The meeples were standard size meeples, with the double meeples being a nice custom touch. The box is fine (no real insert) but everything fit inside nicely.
I really enjoyed the art! It was colorful and vibrant, and I thought the style of the art contributed to the party vibe. I also enjoyed looking through all the ways the artist was able to fit human shapes on different polyominos. The player bars were all unique, which wasn’t necessary at all for gameplay but was a great touch.
This game was relatively light but quite enjoyable.
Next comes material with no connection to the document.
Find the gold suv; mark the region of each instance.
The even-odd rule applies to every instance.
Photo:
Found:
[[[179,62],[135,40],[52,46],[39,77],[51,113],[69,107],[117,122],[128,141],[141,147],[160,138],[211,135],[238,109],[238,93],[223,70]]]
The most satisfying moments were setting up a 4 row completion with a well-placed piece and ruining your competition’s plans by loading the octagon with pieces they couldn’t use.
There was some nice tension between trying to maximize areas of the same color to get the double meeple and many smaller areas to get more individual meeples. The solo mode also made for a relaxing but mildly thinky game.
Age Range & Weight
The age suggestion is 8 and up, which I think is spot on. It’s difficult to plan ahead, so there is a low risk of AP (which also means a higher risk for some lucky pieces to give someone an advantage).
It doesn’t require reading, so even younger players could probably understand the rules and play, even if they didn’t use an optimal strategy.
This is definitely the most Tetris-esque polyomino game I’ve played, which made great to teach to new board-gamers. It’s likely to become a frequent gateway game for me as I try to get more of my friends and coworkers into the hobby.
It’s still fun if you’re an experienced gamer, as it makes a good filler or if you’re wanting a polyomino game with a little more player interaction.